Since then, passive funds of all kinds have replicated like Gremlins in water.

Capital held in global ETFs alone ballooned more than 6200% since 1999–and 70% in the last three years, according to the Federal Reserve (table here). They totaled $4.7 trillion at the end of 2017, with 72% ($3.4 trillion of it) held in 1,832 US based ETFs (as shown below from the 2018 Investment Company Fact Book).

Although the global bond market (issued by governments and corporations) is about 3 x the size of the equity market (issued just by corporations), the majority of investment funds and managers are concentrated in equities (where capital risks are higher, management and underwriting fees generally richer and blind hope eternal).

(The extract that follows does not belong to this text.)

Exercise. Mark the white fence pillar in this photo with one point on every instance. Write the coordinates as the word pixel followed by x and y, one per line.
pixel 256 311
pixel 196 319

The trend is clear in the chart below of the dollar value held in exchange traded funds from 2000 to Q1 2016, with equity funds (in blue) compared with corporate and municipal debt (in orange) and government treasuries (in black).

Within the 72% of global equity funds allocated to US markets, the widely adored, and insanely valued top five US stocks (Facebook, Apple, Amazon, Netflix and Google) now account for about 12% of the S&P 500 index value and 27% of the Nasdaq 100 index (holdings which index-tracking funds and managers are mandated to replicate).

In short, a world of financial products and marketing wrappers are deceptively varied in appearance but remarkably similar in content.

Holding equity funds and trend-following are the rage as prices rise and then drive mass panic as prices fall and owners discover they are much less diversified than appreciated.